Part III: Quantity Competition
Part (d): Cournot duopoly (\(n = 2\))
Firm 1’s profit:
\[\pi_1 = (150 - q_1 - q_2)q_1 - 30q_1 = (120 - q_1 - q_2)q_1\]
First-order condition:
\[\frac{\partial \pi_1}{\partial q_1} = 120 - 2q_1 - q_2 = 0\]
Best response function:
\[\boxed{q_1^*(q_2) = 60 - \frac{q_2}{2}}\]
By symmetry, \(q_2^*(q_1) = 60 - q_1/2\). In the symmetric equilibrium \(q_1 = q_2 = q^*\):
\[q^* = 60 - \frac{q^*}{2} \quad \Longrightarrow \quad q^* = 40\]
\[Q^* = 80, \qquad P^* = 70, \qquad \pi^* = (70 - 30)(40) = \$1{,}600\]
\[\boxed{q^* = 40, \quad P^* = \$70, \quad \pi^* = \$1{,}600 \text{ per firm}}\]
Part (e): Cournot with \(n\) firms
Firm \(i\) maximizes:
\[\pi_i = \left(150 - q_i - \sum_{j \neq i} q_j\right)q_i - 30q_i\]
First-order condition:
\[120 - 2q_i - \sum_{j \neq i} q_j = 0\]
In a symmetric equilibrium, \(q_j = q^*\) for all \(j\), so \(\sum_{j \neq i} q_j = (n-1)q^*\):
\[120 - 2q^* - (n-1)q^* = 0 \quad \Longrightarrow \quad 120 = (n+1)q^*\]
\[\boxed{q^* = \frac{120}{n+1}}\]
Part (f): Convergence
Remember \(c=30\) and: \[ q^* = \frac{120}{n+1}, \quad P^* = 150-nq^*, \quad \pi^* = (P^* - c)q^*, \quad \mu = \frac{P^*}{c}\]
| \(n\) | Per-firm output (\(q^*\)) | Price (\(P^*\)) | Per-firm profit (\(\pi^*\)) | Markup (\(\mu\)) |
|---|---|---|---|---|
| 1 | 60 | \(\$90\) | \(\$3{,}600\) | \(3.00\) |
| 2 | 40 | \(\$70\) | \(\$1{,}600\) | \(2.33\) |
| 5 | 20 | \(\$50\) | \(\$400\) | \(1.67\) |
| 10 | \(10.9\) | \(\$40.9\) | \(\$119\) | \(1.36\) |
| 50 | \(2.35\) | \(\$32.9\) | \(\$6.8\) | \(1.09\) |
As \(n\) gets large, price gets closer to marginal cost (\(P^* \to 30\)) and the markup \(\mu\) approaches 1, replicating the competitive outcome.
Part IV: Welfare
Part (g): Deadweight loss
DWL is the triangle between the demand curve and the price, from \(Q^*\) to \(Q_c\):
\[DWL = \frac{1}{2}(P^* - c)(Q_c - Q^*)\]

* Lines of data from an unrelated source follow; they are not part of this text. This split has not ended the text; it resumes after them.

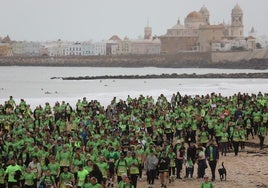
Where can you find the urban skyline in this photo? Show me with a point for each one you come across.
(99, 20)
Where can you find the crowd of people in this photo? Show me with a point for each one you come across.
(88, 145)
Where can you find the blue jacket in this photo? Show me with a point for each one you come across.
(214, 155)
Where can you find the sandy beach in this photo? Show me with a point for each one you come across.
(249, 169)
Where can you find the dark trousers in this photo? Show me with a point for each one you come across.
(261, 141)
(178, 167)
(236, 147)
(134, 178)
(223, 148)
(212, 165)
(189, 172)
(151, 176)
(11, 184)
(202, 165)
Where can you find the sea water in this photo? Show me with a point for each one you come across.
(34, 84)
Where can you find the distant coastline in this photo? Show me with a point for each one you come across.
(171, 76)
(222, 60)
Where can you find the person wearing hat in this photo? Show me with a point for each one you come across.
(125, 182)
(212, 155)
(121, 167)
(163, 166)
(150, 167)
(206, 183)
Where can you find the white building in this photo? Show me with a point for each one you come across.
(99, 48)
(79, 49)
(24, 48)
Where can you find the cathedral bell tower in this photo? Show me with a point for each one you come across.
(237, 26)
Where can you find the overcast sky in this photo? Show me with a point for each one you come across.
(83, 20)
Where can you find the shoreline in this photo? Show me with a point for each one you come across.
(169, 76)
(231, 60)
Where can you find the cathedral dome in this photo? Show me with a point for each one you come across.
(194, 15)
(237, 10)
(204, 11)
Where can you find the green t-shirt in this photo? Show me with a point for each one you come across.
(206, 185)
(66, 177)
(2, 173)
(11, 170)
(29, 178)
(90, 185)
(81, 176)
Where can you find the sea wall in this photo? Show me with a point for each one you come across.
(236, 56)
(257, 59)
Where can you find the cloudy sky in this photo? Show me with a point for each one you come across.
(83, 20)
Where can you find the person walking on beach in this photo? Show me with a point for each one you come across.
(150, 167)
(201, 162)
(206, 183)
(163, 166)
(261, 134)
(236, 140)
(212, 155)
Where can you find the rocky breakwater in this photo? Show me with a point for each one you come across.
(179, 60)
(171, 76)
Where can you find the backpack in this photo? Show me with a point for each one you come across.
(43, 184)
(117, 165)
(203, 184)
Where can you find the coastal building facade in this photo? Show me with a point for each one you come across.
(197, 34)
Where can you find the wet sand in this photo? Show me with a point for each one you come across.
(247, 170)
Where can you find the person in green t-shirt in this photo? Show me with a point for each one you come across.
(134, 164)
(261, 134)
(2, 174)
(206, 183)
(66, 178)
(81, 176)
(29, 178)
(12, 172)
(48, 180)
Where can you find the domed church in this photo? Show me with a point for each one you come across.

Note that \[ Q^* = nq^* = \frac{120n}{n+1} \]
Since \(P^* = 150 - Q^*\), we can write:
\[P^* = 150 - \frac{120n}{n+1} = \frac{150 + 30n}{n+1}\]
Therefore:
\[DWL = \frac{1}{2}\left(\frac{150 + 30n}{n+1} - 30\right)\left(120 - \frac{120n}{n+1}\right) = \frac{7{,}200}{(n+1)^2}\]
Comparison:
- Monopoly (\(n = 1\)): \(DWL = 7{,}200/4 = \$1{,}800\)
- Cournot duopoly (\(n = 2\)): \(DWL = 7{,}200/9 = \$800\)
Going from monopoly to duopoly cuts the DWL by more than half. The DWL shrinks as \(1/(n+1)^2\), so adding more firms reduces welfare loss rapidly. By \(n = 5\), DWL is only \(\$200\) (compared to \(\$1{,}800\) under monopoly).